Plans will see former Fenland pub replaced with homes
A former Fenland pub could be knocked down and replaced by homes after attempts to find a buyer willing to keep it own failed.
Paul Farenden, who bought the Woadmans Arms in Newton-In-The-Isle, in August this year,has applied to demolish the pub and replace it with four three-bedroom houses claiming it is the only viable option.
The pub was closed for a number of years before Mr Farenden bought.
A design and access statement submitted alongside the application explains the pub needs to be demolished as it is not financially viable to convert the building.
Drawn up by ET Planning, town planning consultancy, the statement claims the proposed development "sensitively responds to the surrounding context of the site".
It also says the aim is to build two sets of two semi-detached properties, which the statement claims "provides diversity within the street scene reflecting the range of the dwelling types within the surrounding area".
And adds: "The proposed semi detached property is designed to reflect that of the existing public house (to be demolished), so that a consistent feature is provided within the streetscene. The design has been influenced by reusing features from the existing public house.
"For example, the width of the existing two storey section along with eaves detailing, brick type, and window sizes are all consistent with the existing property."
Also included in the design and access statement is an outline of the efforts made by property agent Sydney Phillips to sell the public house as a pub.
In the just over six months the property was for sale there were 14 viewings, but says the report "the majority of interest was in doing a residential scheme. The feedback received was that a conversion of the pub to residential was found not be cost effective".
Three potential buyers expressed interest in retaining the Woadmans as a pub but none of them made an offer on the property.
Attempts had also been made, says the report, to lease the pub between 2013 and 2017, but without any interest.
Local councillor Michael Humphrey, who has commented on the application, said he was unconvinced the property had been "marketed well" and claimed there had been no local advertising, with the pub instead being marketed online and within the trade press.

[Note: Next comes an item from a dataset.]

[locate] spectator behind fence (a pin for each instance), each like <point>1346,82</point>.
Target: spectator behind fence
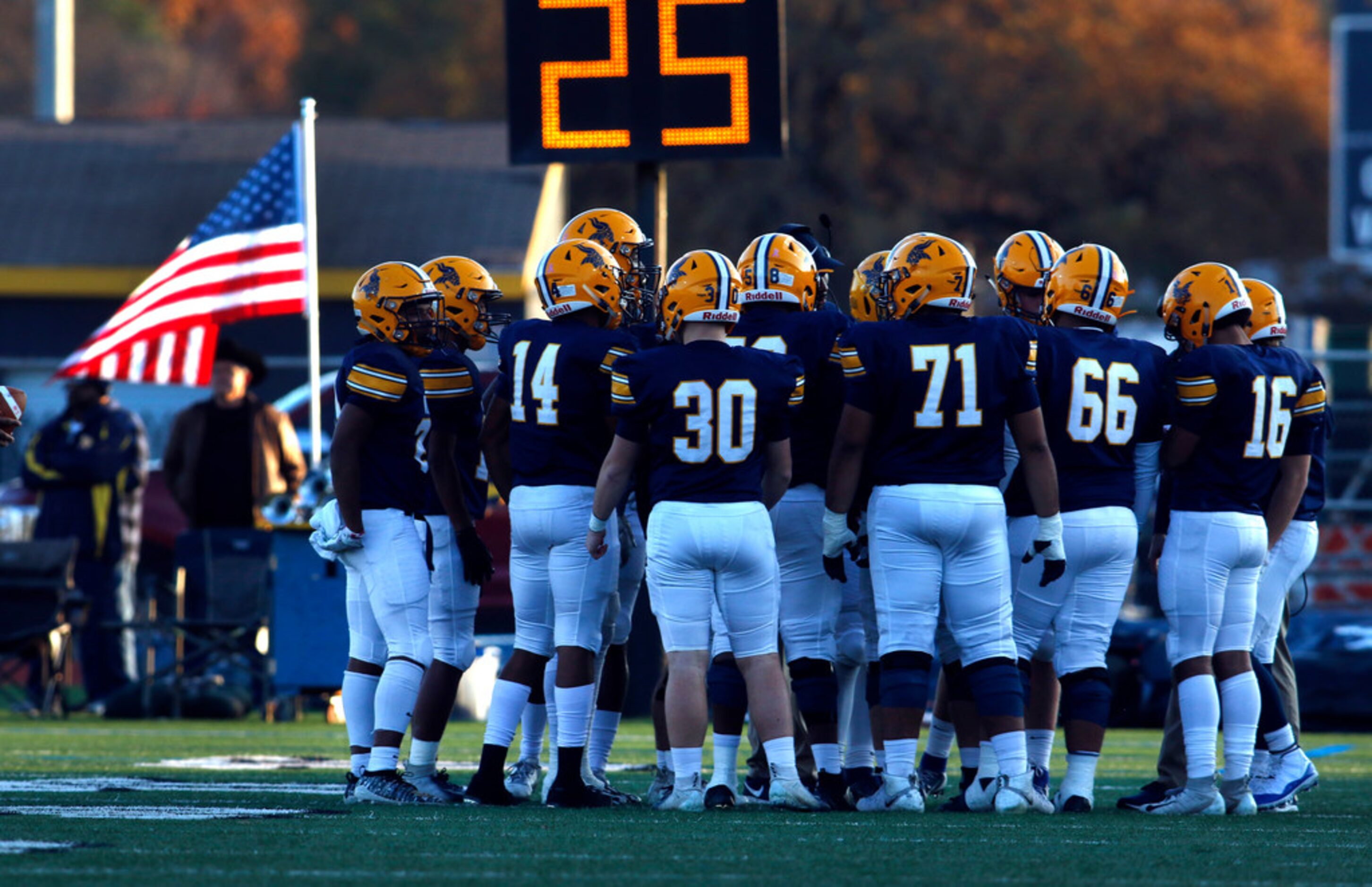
<point>90,466</point>
<point>230,455</point>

He said: "Surely local village pubs normally go to local people. I also take issue with the price, this should have been available to local interested parties for an affordable price to maintain it as a village pub.”
Local resident Jan Adams, who has also commented, said she was concerned at the apparent lack of a turning point meaning vehicles would not be able to drive on/off their driveways in a forward gear.
She feared this could lead to accidents happening pointing out the site is close to two blind bends.